Our survey is slightly skewed, however, by the nature of the Internet itself. Though the Internet is indeed a democratic institution, where anyone can say anything, it is nevertheless true that a disproportionate amount of the writing on the Internet comes from either professional writers or amateurs who write regularly—bloggers, for instance. This is, in fact, merely a tautology: more of the writing on the Internet comes from people who write more. Such people, merely by exercising their writing ability so often, are bound to be better spellers than the general public, most of whom seldom write anything if they can help it.
Where, then, shall we find a good representation of the spelling habits of the general public?
The obvious answer is Craigslist. Here people who normally would not write if they could help it are motivated to write by greed or simple necessity. And we can take a general survey of Craigslist users’ spelling habits very easily, because the search engine is very simpleminded: it does not attempt to work around our misspellings the way Google does.
So we search for the common phrase “If you’re interested” in the Pittsburgh section of Craigslist, and here is what we find:
“if you’re interested”: 514 postings
“if your interested”: 625 postings
The misspelling is more frequent than the correct spelling in a representative sample of the general population. It should be noted, by the way, that Pittsburgh’s largest industry is higher education.
So are Pittsburghers unusually illiterate? Let us look at Mobile:
“if you’re interested”: 100 postings
“if your interested”: 185 postings
Detroit:
“if you’re interested”: 979 postings
“if your interested”: 1083 postings
Buffalo:
“if you’re interested”: 268 postings
“if your interested”: 345 postings
Baltimore:
“if you’re interested”: 478 postings
“if your interested”: 405 postings
Tampa:
“if you’re interested”: 925 postings
“if your interested”: 868 postings
St. Louis:
“if you’re interested”: 770 postings
“if your interested”: 660 postings
It would seem, therefore, that the misspelling and the correct spelling of “you’re” are almost evenly balanced wherever we look, and that if anything the advantage goes to the misspelling.

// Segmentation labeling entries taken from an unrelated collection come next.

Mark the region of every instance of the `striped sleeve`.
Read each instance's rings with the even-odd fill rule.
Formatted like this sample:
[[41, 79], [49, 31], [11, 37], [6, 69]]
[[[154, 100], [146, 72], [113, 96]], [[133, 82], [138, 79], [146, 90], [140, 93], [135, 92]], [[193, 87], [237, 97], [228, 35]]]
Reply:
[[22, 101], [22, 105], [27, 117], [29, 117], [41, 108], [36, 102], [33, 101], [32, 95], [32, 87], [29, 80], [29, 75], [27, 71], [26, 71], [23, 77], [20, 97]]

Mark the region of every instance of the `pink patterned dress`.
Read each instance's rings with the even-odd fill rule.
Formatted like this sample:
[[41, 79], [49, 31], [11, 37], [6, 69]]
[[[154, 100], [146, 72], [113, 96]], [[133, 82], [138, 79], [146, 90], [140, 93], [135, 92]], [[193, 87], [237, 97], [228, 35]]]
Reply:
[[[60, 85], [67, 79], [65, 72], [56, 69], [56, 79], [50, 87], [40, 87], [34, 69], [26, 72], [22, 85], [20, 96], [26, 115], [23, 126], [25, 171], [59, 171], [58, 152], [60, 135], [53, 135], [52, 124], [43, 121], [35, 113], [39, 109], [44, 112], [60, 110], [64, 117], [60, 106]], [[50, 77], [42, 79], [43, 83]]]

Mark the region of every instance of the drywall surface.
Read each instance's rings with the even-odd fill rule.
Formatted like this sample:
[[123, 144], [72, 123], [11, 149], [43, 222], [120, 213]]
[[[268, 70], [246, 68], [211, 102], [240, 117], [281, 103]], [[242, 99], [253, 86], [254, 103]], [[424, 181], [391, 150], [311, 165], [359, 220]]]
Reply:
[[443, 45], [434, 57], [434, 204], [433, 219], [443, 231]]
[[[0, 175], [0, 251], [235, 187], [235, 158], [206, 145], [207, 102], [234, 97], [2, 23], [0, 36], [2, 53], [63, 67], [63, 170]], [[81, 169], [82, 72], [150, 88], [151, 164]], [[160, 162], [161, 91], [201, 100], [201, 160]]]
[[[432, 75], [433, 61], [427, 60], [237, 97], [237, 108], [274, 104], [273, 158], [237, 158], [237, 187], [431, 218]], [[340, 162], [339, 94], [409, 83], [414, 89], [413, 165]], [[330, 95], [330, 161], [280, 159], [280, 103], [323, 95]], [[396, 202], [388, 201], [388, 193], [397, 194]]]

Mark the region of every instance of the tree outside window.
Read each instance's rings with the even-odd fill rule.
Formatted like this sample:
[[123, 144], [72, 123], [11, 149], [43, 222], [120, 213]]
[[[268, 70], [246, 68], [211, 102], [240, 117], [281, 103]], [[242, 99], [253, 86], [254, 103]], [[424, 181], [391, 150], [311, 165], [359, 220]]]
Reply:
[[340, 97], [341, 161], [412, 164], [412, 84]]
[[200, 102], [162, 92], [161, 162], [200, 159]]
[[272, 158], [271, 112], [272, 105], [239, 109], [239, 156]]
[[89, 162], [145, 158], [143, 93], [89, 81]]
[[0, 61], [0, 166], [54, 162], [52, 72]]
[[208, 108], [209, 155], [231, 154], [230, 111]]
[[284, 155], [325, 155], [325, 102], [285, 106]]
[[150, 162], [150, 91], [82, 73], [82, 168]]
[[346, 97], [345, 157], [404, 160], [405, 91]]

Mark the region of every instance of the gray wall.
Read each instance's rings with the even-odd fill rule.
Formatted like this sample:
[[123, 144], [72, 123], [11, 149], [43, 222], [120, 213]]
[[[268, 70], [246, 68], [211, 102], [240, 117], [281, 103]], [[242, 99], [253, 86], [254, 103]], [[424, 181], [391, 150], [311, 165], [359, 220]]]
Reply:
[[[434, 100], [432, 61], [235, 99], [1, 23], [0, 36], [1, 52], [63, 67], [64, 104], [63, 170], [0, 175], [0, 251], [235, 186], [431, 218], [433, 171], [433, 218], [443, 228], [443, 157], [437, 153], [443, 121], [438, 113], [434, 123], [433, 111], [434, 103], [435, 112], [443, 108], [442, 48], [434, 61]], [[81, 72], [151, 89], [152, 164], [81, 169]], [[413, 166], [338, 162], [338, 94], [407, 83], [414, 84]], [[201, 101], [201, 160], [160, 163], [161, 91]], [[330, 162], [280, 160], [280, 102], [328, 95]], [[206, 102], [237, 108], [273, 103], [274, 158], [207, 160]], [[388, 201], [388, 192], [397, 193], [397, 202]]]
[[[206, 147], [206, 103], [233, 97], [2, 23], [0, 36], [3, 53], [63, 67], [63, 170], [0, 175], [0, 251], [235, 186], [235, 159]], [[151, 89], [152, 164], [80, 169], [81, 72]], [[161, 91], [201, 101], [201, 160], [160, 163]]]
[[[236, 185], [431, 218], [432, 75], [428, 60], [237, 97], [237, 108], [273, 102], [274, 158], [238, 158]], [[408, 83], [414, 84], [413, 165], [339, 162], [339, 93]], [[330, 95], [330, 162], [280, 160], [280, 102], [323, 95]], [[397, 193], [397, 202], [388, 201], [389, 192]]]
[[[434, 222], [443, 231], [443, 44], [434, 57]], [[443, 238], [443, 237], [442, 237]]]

Do we learn anything useful from this observation, other than that despair is a reasonable response to any detailed observation of human behavior?
Perhaps not. But the next time you talk to a lexicographer who insists on “description, not prescription,” and scoffs at the idea that the educated, rather than the general public, ought to set the standard for English usage, challenge him to revise his dictionary to include “your” as the correct spelling of the contraction for “you are,” with “you’re” as an obsolescent variant. See if he is true to his principles.